For those who test positive twice, the next step will be imaging to find the tumor. But that will bring up questions raised by other screening tests.

Will the test pick up small tumors that would never grow large enough to cause problems yet will be treated anyway, at unnecessary cost, risk, and anxiety to the patient?

Papadopoulos thinks the problem is manageable because an expert team will assess each case. “The issue is not overdiagnosis, but overtreatment,” he says. Still, others working on liquid biopsies say that it will take time to figure out whether widespread screening of healthy people with a universal blood test can reduce cancer deaths without doing harm. “If people expect to suddenly catch all cancers, they’ll be disappointed,” says cancer researcher Nitzan Rosenfeld of the University of Cambridge in the United Kingdom. “This is exciting progress,” he says. “But evaluating it in the real world will be a long process.”

Namely Kaiser does reflect the reality of assuming that liquid biopsies are a pending reality. As we have noted, there may be a chance for prognostic use in already metastatic disease. Will liquid biopsies identify indolent cancers, will its use result in putative diagnoses that result in costly tests and procedures but to no avail.

Overall as a physician, one would like to know what lesion is where and how large and how aggressive. Then using the therapeutic tool box one could possibly treat the lesion.

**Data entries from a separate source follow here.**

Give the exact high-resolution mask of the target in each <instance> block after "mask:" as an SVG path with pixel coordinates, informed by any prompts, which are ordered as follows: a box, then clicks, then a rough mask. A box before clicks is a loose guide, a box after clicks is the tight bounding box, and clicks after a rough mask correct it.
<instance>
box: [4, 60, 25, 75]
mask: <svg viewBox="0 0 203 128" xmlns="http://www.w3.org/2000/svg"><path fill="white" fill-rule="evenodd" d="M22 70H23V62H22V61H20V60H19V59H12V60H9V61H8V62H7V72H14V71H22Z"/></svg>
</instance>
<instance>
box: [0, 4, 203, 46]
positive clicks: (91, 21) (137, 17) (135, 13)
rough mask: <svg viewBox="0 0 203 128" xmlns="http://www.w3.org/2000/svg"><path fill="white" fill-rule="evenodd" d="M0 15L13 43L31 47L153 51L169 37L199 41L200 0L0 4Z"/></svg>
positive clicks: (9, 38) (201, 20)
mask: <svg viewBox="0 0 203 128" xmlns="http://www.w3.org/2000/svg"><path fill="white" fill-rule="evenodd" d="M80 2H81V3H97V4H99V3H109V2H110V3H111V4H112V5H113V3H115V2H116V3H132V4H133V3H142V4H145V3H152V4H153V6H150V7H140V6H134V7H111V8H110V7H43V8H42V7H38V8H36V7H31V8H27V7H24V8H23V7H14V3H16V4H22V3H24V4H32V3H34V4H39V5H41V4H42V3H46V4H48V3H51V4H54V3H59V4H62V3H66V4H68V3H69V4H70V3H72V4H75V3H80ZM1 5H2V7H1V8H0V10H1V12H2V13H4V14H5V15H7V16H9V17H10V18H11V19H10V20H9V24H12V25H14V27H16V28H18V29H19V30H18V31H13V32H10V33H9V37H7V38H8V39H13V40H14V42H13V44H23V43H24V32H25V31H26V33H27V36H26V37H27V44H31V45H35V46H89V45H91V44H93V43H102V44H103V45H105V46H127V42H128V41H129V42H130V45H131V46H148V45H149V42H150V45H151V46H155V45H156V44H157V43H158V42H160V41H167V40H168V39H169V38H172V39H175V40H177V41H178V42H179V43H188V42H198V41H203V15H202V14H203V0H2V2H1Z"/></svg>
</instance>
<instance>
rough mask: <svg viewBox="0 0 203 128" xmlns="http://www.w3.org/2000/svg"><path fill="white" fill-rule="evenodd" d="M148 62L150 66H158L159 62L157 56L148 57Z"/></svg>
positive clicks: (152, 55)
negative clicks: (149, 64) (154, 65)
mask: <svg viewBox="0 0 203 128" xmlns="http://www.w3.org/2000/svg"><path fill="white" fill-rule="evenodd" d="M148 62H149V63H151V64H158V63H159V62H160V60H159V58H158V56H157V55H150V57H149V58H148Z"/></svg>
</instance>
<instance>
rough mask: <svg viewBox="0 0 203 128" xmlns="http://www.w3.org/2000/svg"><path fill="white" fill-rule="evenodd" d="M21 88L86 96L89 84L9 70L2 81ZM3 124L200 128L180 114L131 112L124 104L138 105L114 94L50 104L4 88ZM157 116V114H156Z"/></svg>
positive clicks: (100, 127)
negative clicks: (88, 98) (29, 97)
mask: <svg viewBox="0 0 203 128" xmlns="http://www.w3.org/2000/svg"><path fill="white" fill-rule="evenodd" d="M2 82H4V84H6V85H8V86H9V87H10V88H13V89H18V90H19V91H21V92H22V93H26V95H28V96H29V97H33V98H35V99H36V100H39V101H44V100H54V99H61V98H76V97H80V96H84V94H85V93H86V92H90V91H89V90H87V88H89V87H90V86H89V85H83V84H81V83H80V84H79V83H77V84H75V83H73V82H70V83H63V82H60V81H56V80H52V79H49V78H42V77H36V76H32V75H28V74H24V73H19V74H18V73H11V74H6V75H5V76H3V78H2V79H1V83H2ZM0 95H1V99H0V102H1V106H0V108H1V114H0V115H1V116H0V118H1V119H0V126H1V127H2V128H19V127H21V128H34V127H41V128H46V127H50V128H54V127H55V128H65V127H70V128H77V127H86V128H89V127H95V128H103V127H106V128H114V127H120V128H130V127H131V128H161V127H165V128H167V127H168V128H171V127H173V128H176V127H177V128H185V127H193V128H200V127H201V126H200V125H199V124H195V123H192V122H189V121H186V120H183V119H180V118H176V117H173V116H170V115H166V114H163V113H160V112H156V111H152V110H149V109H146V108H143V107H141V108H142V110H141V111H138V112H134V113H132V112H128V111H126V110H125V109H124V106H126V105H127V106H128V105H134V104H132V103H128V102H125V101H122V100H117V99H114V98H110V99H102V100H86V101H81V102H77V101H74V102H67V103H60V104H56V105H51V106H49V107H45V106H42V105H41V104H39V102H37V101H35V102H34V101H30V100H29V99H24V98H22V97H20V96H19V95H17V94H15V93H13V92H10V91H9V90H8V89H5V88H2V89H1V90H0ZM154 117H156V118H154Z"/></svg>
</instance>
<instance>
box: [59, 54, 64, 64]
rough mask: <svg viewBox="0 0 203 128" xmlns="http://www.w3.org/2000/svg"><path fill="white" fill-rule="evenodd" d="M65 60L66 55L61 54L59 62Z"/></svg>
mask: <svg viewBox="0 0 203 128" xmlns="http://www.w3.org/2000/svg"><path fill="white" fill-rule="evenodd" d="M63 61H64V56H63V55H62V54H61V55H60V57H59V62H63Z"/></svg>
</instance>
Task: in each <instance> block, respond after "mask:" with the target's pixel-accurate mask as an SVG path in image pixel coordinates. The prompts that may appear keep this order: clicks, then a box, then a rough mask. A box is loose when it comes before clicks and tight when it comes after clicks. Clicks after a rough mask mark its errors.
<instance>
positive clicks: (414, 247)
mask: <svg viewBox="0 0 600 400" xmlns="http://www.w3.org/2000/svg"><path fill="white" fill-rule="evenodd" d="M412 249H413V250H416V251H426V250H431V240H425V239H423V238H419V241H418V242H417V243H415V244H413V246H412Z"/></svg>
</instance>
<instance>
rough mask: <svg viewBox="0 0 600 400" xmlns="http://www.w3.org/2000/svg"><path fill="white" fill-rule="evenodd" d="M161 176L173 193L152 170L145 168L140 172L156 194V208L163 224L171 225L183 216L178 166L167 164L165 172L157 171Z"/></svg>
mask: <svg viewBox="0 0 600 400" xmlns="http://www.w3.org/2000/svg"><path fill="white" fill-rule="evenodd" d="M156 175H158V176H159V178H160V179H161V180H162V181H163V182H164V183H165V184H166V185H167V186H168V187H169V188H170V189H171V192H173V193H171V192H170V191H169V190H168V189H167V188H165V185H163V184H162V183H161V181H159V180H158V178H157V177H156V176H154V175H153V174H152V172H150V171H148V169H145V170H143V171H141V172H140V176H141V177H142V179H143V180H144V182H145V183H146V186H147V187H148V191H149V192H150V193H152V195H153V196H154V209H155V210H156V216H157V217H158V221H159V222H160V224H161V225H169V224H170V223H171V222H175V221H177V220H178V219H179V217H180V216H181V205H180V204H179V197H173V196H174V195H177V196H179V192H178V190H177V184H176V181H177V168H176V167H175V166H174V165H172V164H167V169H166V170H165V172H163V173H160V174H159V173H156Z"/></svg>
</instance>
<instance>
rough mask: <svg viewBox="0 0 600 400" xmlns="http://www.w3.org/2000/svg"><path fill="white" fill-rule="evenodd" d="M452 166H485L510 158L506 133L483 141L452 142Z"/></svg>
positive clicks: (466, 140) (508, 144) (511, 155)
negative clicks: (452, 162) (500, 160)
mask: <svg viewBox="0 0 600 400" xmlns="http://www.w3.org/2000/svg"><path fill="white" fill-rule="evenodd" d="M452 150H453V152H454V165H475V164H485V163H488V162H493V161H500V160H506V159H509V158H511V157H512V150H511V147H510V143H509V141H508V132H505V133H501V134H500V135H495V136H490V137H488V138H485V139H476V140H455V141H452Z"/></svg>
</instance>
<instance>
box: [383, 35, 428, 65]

As noted above there is considerable interest in "liquid biopsy" approaches but yet there are reservations as well.  As Fouad and Aanei have noted:

Once in circulation, circulating tumor cells (CTCs) are exposed to harsh selective conditions and must devise adaptive techniques. Examples include platelet coats shielding from shear forces and immune-clearance, and metabolic rewiring blunting oxidant stress. Serving as a “liquid biopsy”, isolated CTCs could provide means for cancer screening, estimation of metastatic relapse risk, identification of targetable components, exploring tumor heterogeneity, and monitoring therapeutic response. Multiple challenges still stand in the way and will need to be addressed before clinical utilization.

CTCs can be a powerful marker. Yet they leave many questions unanswered.